After the oranges are squeezed, the juice is stored in giant holding tanks and, critically, the oxygen is removed from them. That essentially allows the liquid to keep (for up to a year) without spoiling — but that liquid that we think of as orange juice tastes nothing like the Tropicana OJ that comes out of the carton. In fact, it's quite flavorless. So, the industry uses "flavor packs" to re-flavor the de-oxygenated orange juice... Juice companies therefore hire flavor and fragrance companies, the same ones that formulate perfumes for Dior and Calvin Klein, to engineer flavor packs to add back to the juice to make it taste fresh. Flavor packs aren't listed as an ingredient on the label because technically they are derived from orange essence and oil. Yet those in the industry will tell you that the flavor packs, whether made for reconstituted or pasteurized orange juice, resemble nothing found in nature. The packs added to juice earmarked for the North American market tend to contain high amounts of ethyl butyrate, a chemical in the fragrance of fresh squeezed orange juice that, juice companies have discovered, Americans favor... Since they're made from by-products that originated in oranges, they can be added to the orange juice without being considered an "ingredient," despite the fact that they are chemically altered.

 

Fixing a Minor Annoyance

I appreciate that Mac OS X will warn me the first time I run an application downloaded from the Internet. However, I don't like that a) you can't turn it off and b) it warns about things that aren't applications. The worst is when I download a .zip or .tgz with a bunch of PHP scripts—OS X will warn me about every single one. Luckily, this can be stopped with a quick trip to Terminal: just navigate to the folder with the scripts and say xattr -d com.apple.quarantine *

Tip from http://www.macosxhints.com/article.php?story=20071029151619619

Ongoing Omissions

Or, "things that have been in Windows since 1995 and/or Classic Mac OS that have not yet made the jump to Mac OS X, the most modernest OS extant."
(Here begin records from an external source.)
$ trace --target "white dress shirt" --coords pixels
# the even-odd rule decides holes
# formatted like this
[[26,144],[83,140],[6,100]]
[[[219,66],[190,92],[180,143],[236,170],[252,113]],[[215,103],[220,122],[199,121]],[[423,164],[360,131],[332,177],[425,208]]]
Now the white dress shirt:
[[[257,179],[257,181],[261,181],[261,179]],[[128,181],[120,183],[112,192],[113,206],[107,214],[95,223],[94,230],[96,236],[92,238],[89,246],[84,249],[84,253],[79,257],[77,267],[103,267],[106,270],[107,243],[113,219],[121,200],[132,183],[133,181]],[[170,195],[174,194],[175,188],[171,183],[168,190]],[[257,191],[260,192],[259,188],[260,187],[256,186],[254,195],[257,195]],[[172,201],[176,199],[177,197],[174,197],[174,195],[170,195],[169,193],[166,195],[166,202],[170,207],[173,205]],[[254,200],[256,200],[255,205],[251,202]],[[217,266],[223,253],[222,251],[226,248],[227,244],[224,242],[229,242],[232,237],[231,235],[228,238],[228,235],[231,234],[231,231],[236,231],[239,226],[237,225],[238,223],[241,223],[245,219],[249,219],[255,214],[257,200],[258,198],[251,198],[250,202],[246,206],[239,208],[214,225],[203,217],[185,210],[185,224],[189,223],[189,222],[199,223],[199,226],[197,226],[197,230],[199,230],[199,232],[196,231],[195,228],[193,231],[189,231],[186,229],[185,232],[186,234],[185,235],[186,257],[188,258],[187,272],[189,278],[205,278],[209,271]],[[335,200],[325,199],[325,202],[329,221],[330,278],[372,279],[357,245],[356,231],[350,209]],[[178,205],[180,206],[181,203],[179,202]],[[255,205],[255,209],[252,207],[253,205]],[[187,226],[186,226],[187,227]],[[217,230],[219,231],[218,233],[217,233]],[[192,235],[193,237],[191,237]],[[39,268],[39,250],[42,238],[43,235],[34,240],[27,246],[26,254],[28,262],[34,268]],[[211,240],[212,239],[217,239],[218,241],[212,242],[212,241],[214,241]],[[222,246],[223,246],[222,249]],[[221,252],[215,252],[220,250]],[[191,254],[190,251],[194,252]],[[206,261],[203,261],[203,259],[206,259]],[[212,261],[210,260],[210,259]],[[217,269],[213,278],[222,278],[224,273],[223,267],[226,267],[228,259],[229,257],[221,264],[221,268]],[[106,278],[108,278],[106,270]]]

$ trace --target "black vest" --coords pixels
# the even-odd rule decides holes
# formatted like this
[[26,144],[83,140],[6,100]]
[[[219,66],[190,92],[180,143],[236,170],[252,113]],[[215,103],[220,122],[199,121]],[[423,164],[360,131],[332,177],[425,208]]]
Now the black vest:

  • Colored Labels on files: in Mac OS since System 7; OS 8 and OS 9.
    • Status: Finally arrived in Mac OS X 10.3 (and brings with it crazy circus stripes in List or Column view.)
    • And then replaced labels with tags in Mac OS X 10.9 Mavericks
  • The ability to click on something in the trash and restore it to its original location: in Windows 95, in Mac since System 7 or 8 (for the most recently thrown away item--you could click on it and press "command-Y"--"Put away"--to restore it)
    • Status: Finally arrived in Mac OS X 10.6
  • The ability to reconnect to servers at login and NOT have a bunch of windows pop open (which is what happens if you put server aliases in your "Login Items" list in Mac OS X) - was in System 7, OS 8, OS 9, and Windows 95.
    • Status: Still waiting...

A Couple Small Time Machine Notes

I had to use Time Machine to recover my 10.6 Mac. Two little issues:

1) Quick Look didn't work. It would open up the big grey rectangle but not show anything--pictures, movies, PDFs, Excel files, nothing worked. I was at 10.6.1 and 10.6.2 was out but installing that update (and all the rest available at the time) through Software Update didn't fix it. A tip here http://reviews.cnet.com/8301-13727_7-10398867-263.html suggested downloading and installing the combo update (also for 10.6.2) and that cleared it up. ("Combo Update" is Apple's term for "everything since the last .0", so the 10.5.8 combo update can be run on any system, 10.5.0-10.5.7, and it'll work.)

2) The system folder "/private" was visible in the Finder at the root level of my hard drive. Not a big deal, but since I never need to go there there's no need to see it all the time. Running "sudo chflags hidden /private", as suggested here http://forums.macrumors.com/showthread.php?t=648139 did the trick.

"The iPad is just a big iPhone"

Yeah. And a swimming pool is just a big bathtub.